Survey of Algorithms used in Data Mining and
Knowledge Discovery in Databases
Ping-Herng Denny Lin
Department of Computer Science,
California State University, Fullerton.
Due to the explosive growth of information available in databases, researchers have been looking for ways to make use of data stored. Knowledge Discovery in Databases is the process of finding useful information in a large database. Many algorithms have been suggested and used to find useful data, and the activity is called data mining. This paper briefly describes the relationship between Knowledge Discovery in Databases (KDD) and data mining (DM), and surveys algorithms and methods used for data mining. The report will attempt to identify the strengths and weaknesses of data mining algorithms, and list some examples of how these algorithms are used.
Keywords: Algorithms, data mining, knowledge discovery in databases
1Definition of terminology
The purpose of Knowledge Discovery in Database is to find useful information in an ever growing data set size in databases. Computer assisted transactions have generated mountains of data that could be useful to maintain the competitive edge of a company. For instance, retailers such as Wal-Mart have been making the best use of information from their 20 million per day point-of-sale transactions [Hed95], to understand customer purchasing behavior and improve customer service.
While the terms “Data mining” (DM) and “Knowledge Discovery in Databases” (KDD) have been used interchangeably, it is best to differentiate these terms since DM is one of the stages of KDD. The KDD process is generally made up of the following iterative stages [Rei99]:
11Understand the business: This phase is used to identify the domain, objectives, requirements, and feasibility of the data mining project.
21Understand data: This phase is based on data mining objectives identified in the previous stage. It is used to analyze and document available data and knowledge sources in the business, and to study characteristics of the data.
31Prepare data: Format or transform data to suitable media, clean or eliminate missing tuples, and focus the data for data mining. This step is usually the most time consuming part of the KDD project.
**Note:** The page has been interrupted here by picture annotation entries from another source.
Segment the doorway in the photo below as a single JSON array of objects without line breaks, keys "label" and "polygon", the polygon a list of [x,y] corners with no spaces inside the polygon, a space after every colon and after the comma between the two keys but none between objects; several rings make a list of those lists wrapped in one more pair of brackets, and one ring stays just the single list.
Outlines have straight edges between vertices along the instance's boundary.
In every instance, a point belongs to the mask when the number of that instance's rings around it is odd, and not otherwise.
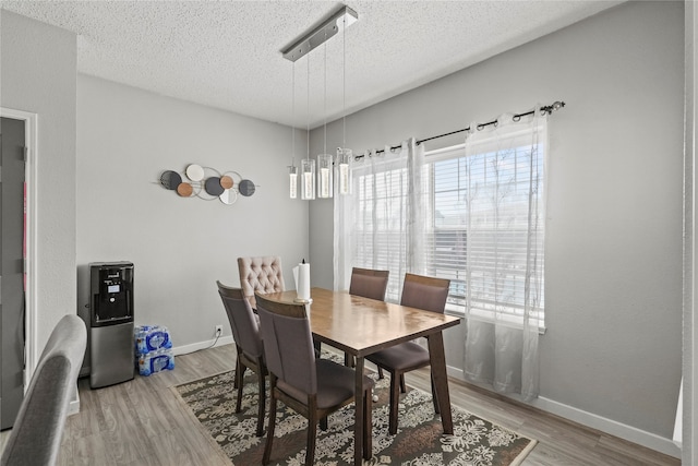
[{"label": "doorway", "polygon": [[13,426],[24,397],[25,141],[23,120],[0,118],[0,430]]}]

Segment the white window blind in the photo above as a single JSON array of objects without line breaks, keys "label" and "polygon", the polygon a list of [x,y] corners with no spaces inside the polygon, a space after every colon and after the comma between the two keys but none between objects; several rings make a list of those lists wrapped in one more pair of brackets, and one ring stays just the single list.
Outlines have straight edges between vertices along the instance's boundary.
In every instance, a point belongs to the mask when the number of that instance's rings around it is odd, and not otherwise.
[{"label": "white window blind", "polygon": [[408,256],[419,253],[423,273],[450,279],[448,312],[520,325],[533,302],[529,315],[543,326],[544,147],[531,144],[531,131],[504,141],[425,153],[417,174],[425,200],[420,248],[407,234],[405,159],[353,168],[351,263],[390,271],[386,299],[399,300],[405,272],[416,272]]},{"label": "white window blind", "polygon": [[[529,136],[530,139],[530,136]],[[543,192],[542,146],[464,145],[426,153],[433,178],[430,272],[452,280],[447,309],[518,324],[526,302],[527,261],[543,258],[542,225],[529,219]],[[472,153],[472,151],[471,151]],[[535,180],[532,180],[535,177]],[[531,184],[534,189],[531,191]],[[531,202],[533,201],[533,202]],[[534,312],[543,318],[542,288]]]}]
41Explore data: This phase is used to explore interesting insights into the data, so that initial hypotheses and models of data can be evaluated and developed.
51Data mining: Select and apply modeling and discovery algorithms to find patterns of interest in the data. This is accomplished by using different algorithms, which is the subject of this paper.
61Evaluate results: Interpret and evaluate data mining results in business terms, and initiate new experiments if necessary.
71Deploy results: Implement results obtained by the data mining process. Maintenance and monitoring data mining results are also part of this phase.
81Document experience: This phase is really done throughout all phases of KDD projects, and documents aspects of the project and deployment of data mining results. This stage enables future projects to be more efficient and effective.
The term “classification” is frequently used as an algorithm for all data mining tasks. Instead, it is best to use the term to refer to the category of supervised learning algorithms used to search interesting data patterns. While classification algorithms have become very popular and ubiquitous in DM research, it is just but one of the many types of algorithms available to solve a specific type of DM task.
Scaleability refers to the ability of data mining algorithms to work under increasingly large databases. Because data mining deals with large databases, scaleability is a desirable feature.
2Data mining tasks
Based on the data collected, data mining algorithms are used to either produce a description of the data stored, or predict an outcome. Different kinds of algorithms are used to achieve either one of these tasks. However, in the overall KDD process, any mixture of these tasks may be called upon to achieve the desired results. For example, in determining consumer preference for a new product, an analyst might first use clustering to segment the customer database, and then apply regression to predict buying behavior for that cluster [Ggr99].
11Description tasks: These tasks describe the data being mined and they are:
11Summarization: To extract compact patterns that describe subsets of data. The method used to achieve this task are Association Rule algorithms.
21Segmentation or Clustering: To separate data items into subsets that are similar to each other. Partition-based clustering algorithms are used to achieve this task.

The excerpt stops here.